Le ministre centrafricain de la Défense, n'a pas souhaité accorder une interview à la DW. Il s'est contenté d'affirmer que ces informations "ne nous concernent pas". Le ministre n'a donc pas confirmé cette discussion en cours avec la Russie.
Même chose du côté de l'ambassade de Russie et du ministère centrafricain des Affaires étrangères, qui se sont refusé à tout commentaire, sans toutefois démentir.
Maxime Balalu, ministre de la Communication et porte-parole du gouvernement, s'est pour sa part contenté de déclarer que la République centrafricaine ne serait pas en mesure de débourser une telle somme, pour payer le service des mercenaires russes.
"Combien a-t-on de ressources pour décaisser 15 millions de dollars ?" s'est-il interrogé.

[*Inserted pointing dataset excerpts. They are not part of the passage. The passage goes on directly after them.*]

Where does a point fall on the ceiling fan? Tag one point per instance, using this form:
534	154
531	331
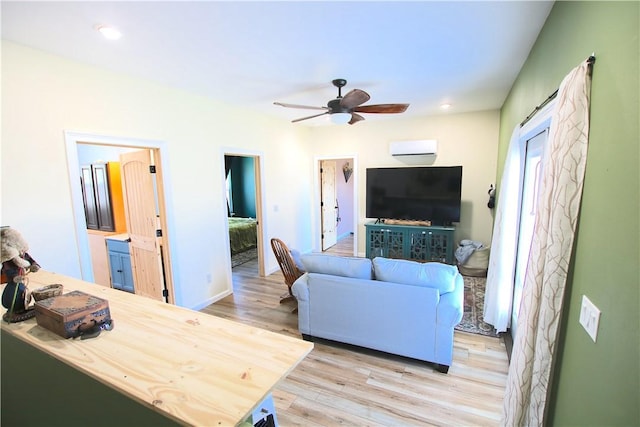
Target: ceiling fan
345	109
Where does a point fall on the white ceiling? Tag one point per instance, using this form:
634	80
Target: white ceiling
253	53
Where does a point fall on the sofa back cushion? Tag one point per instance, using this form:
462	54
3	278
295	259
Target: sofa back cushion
358	268
431	274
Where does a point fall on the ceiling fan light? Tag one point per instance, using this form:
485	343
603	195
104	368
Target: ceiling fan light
340	118
108	32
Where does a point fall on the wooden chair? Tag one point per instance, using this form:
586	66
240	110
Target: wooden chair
289	268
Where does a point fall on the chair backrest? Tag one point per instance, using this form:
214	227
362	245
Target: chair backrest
289	269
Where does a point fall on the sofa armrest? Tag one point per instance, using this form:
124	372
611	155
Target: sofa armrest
451	305
300	290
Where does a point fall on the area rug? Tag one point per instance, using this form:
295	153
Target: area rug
244	257
472	320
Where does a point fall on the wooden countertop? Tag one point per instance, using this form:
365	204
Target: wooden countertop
192	367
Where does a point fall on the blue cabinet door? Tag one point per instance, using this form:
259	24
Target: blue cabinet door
120	265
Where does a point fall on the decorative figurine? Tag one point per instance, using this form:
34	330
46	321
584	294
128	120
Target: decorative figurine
16	264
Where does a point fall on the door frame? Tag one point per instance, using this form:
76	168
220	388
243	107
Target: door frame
317	185
72	140
261	229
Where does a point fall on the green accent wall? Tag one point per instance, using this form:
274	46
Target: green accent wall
595	383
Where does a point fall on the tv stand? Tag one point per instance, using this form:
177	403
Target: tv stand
414	242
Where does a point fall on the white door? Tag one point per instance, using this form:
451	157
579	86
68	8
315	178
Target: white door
328	203
529	197
138	187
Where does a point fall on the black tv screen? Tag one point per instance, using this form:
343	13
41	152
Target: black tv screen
415	193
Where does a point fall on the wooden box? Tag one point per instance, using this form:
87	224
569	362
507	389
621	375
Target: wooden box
66	313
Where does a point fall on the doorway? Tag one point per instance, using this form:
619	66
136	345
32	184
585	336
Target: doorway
243	198
75	143
532	171
337	201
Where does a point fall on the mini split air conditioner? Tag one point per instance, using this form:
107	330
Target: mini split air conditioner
423	147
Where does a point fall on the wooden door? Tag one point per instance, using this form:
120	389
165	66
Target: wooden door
142	222
328	203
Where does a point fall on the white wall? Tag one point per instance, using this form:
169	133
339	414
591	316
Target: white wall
44	95
468	139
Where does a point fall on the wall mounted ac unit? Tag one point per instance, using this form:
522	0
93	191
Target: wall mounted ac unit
423	147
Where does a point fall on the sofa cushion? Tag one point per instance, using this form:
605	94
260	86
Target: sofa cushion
430	274
358	268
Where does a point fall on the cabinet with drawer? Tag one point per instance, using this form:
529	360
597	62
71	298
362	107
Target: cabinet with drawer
120	265
418	243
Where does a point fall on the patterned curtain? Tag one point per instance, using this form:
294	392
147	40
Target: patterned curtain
556	218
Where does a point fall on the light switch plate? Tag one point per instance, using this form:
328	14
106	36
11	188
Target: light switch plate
589	317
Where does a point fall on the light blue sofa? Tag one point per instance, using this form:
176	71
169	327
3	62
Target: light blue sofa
395	306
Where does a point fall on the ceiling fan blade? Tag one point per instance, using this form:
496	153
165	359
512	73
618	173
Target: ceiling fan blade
355	118
308	107
354	98
309	117
382	108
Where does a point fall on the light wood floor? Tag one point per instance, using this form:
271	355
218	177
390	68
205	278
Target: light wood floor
341	385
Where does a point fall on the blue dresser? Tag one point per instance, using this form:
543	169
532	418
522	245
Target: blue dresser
418	243
120	265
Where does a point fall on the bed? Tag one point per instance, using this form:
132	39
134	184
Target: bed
242	234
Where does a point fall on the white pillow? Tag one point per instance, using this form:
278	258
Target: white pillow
430	274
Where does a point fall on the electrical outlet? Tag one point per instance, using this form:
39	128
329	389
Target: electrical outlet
589	317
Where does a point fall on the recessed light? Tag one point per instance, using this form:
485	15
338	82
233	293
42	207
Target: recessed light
108	32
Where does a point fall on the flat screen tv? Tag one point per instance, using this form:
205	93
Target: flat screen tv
415	193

"Convertissez cela en francs CFA. Nous avons un programme avec le FMI. Quand je vois mon pays, je connais ses ressources.Si nous sortons ces fonds, le programme avec le FMI sera stoppé" assure le ministre.
La transparence, rien que la transparence
Dans les rues de Bangui, les Centrafricains réclament la transparence des autorités du pays. C'est ce qu'exprime Steve Francis Bendo Ndeny.

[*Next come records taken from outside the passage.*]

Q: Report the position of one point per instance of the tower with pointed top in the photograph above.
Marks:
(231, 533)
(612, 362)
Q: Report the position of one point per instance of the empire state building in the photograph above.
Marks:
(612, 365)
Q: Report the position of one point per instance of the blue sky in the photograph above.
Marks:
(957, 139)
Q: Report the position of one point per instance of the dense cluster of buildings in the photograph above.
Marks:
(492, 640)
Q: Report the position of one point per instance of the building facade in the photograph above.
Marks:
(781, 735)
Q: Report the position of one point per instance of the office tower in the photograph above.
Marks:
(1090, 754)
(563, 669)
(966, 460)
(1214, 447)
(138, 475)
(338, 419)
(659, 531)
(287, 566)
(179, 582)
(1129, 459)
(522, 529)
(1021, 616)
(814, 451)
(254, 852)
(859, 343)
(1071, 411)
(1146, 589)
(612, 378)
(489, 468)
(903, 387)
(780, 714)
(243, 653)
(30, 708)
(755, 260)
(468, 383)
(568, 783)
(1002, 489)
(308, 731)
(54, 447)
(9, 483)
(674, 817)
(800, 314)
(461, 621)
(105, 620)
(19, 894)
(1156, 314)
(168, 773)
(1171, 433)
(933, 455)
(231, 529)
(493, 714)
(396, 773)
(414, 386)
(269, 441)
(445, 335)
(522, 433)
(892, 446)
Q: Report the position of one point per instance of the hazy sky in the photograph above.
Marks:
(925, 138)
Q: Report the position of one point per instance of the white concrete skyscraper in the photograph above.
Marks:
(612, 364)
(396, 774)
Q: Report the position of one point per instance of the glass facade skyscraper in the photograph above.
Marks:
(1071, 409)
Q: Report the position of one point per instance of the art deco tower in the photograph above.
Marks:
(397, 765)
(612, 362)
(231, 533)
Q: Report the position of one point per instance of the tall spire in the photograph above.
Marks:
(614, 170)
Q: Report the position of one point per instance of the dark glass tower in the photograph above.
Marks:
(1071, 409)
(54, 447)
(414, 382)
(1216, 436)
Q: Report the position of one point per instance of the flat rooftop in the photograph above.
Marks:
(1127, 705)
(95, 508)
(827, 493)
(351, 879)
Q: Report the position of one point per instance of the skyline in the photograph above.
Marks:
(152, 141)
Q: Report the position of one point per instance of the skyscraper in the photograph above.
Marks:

Pour lui "dans un Etat de droit, le gouvernement a cette obligation de transparence quand il s'agit de signer des accords qui engagent la vie de la République".
Par ailleurs selon Steve Francis Bendo Ndeny "si, aujourd'hui le gouvernement russe demande à ce que le groupe Wagner soit changé en Africa Corps, le gouvernement doit dire les raisons pour lesquelles il y a une facture".
Adrien Poussou est l'ancien ministre centrafricain de la Communication et l'auteur de plusieurs ouvrages sur la présence russe en Afrique. Selon lui, le président centrafricain temporise, non seulement en raison du montant de la facture, mais aussi parce qu'il est devenu dépendant de Wagner pour sa sécurité.
"La question n'est pas de savoir si Touadéra va signer ou pas. Parce que si Touadéra ne signe pas, c'est Poutine qui va le lâcher. Mais s'il signe, ce sont ses amis Wagner qui vont le liquider parce qu'aujourd'hui, Touadéra est l'otage de ces mercenaires russes de Wagner" explique Adrien Poussou.
La République centrafricaine est la plus ancienne et la plus solide implantation de l'ancien groupe Wagner en Afrique. Au Mali et au Burkina Faso, Moscou a réintégré les mercenaires dans l'Africa Corps. Mais Bangui apparaît encore comme un bastion du défunt groupe Wagner.